Darüber hinaus habe nach Ansicht des Landgerichts ohnehin kein Verstoß gegen die Schallschutzwerte der neuen DIN 4109 vorgelegen. Zum einen ergebe sich aus der Norm nicht, dass Geräusche der Toilettenbenutzung aus der Nachbarwohnung nicht wahrnehmbar sein dürfen. Zum anderen haben die Urinstrahlgeräusche auf der Keramik lediglich einen Geräuschpegel von 27 dB (A) verursacht und haben damit unterhalb des zulässigen Pegels von 30 dB (A) gelegen. Zwar haben die Pinkelgeräusche, die durch das direkte Auftreffen auf das Wasser entstanden, den zulässigen Wert überschritten. Dies führe jedoch nicht dazu, dass ein Mindeststandard des Schallschutzes nicht gewährleistet wird. Denn vereinzelt auftretende Geräuschbelästigungen müssen hingenommen werden.

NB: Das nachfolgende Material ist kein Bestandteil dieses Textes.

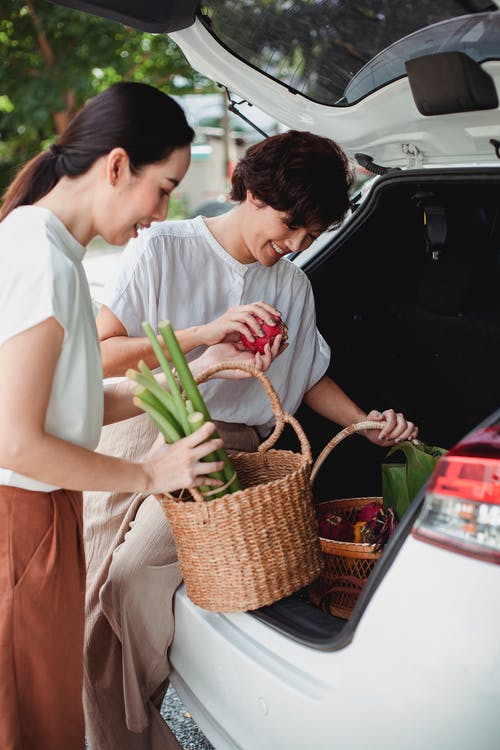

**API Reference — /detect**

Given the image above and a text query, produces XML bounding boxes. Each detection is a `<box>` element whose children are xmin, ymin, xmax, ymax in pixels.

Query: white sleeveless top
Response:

Anders als das Urteil der Parallelkammer (LG Berlin, Urteil vom 20.04.2009, 67 S 335/08) zu einem im Jahre 1979 errichteten Gebäude, sah die hier erkennende Kammer für das Vorliegen eines Mangels nicht als ausreichend an, dass es die Toilettengeräusche sind, die aus der Nachbarwohnung im Wohnbereich des Mieters auftreten. Soweit die Parallelkammer ihre Entscheidung damit begründet habe, dass solche sehr penetranten und unangenehmen Geräusche gegebenenfalls im eigenen Bad hinnehmbar seien, nicht jedoch im Wohnbereich, der auch für die Einnahme von Speisen und den Besuch und Empfang von Gästen genutzt werde, sah de hier erkennende Kammer nicht das Erfordernis, nach der Art der wahrnehmbaren Geräusche zu unterscheiden. Bei der Frage des Schallschutzes komme es allein auf die Lautstärke der Geräusche an.

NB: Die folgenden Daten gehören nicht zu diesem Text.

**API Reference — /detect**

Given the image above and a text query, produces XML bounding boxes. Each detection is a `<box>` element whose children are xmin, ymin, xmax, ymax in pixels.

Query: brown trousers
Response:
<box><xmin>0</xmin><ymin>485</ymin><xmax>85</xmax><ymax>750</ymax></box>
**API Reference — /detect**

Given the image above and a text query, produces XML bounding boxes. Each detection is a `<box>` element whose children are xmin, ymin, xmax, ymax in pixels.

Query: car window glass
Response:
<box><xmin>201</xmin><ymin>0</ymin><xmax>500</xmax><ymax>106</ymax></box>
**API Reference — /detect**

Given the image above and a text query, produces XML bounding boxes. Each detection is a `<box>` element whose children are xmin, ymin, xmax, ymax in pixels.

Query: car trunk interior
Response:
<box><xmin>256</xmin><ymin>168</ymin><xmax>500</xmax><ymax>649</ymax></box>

Der Umstand, dass die Mieter jederzeit mit dem Auftreten von Pinkelgeräuschen rechnen mussten, habe aus Sicht des Gerichts nicht dazu geführt, dass die Erholungsfunktion des Schlafzimmers beeinträchtigt war. Denn, wie das Landgericht ausführte, bestehe sogar bei neueren Bauten kein Anspruch auf einen solchen Schallschutz, der jegliche Vernehmbarkeit von Geräuschen ausschließt. Die mit der Angst vor dem Auftreten von Pinkelgeräuschen entstehende Beeinträchtigung der Erholung, stelle keinen durch den Vermieter zu behebender Mangel dar. Eine solche Beeinträchtigung müsse in Anbetracht des Alters des Gebäudes hingenommen werden.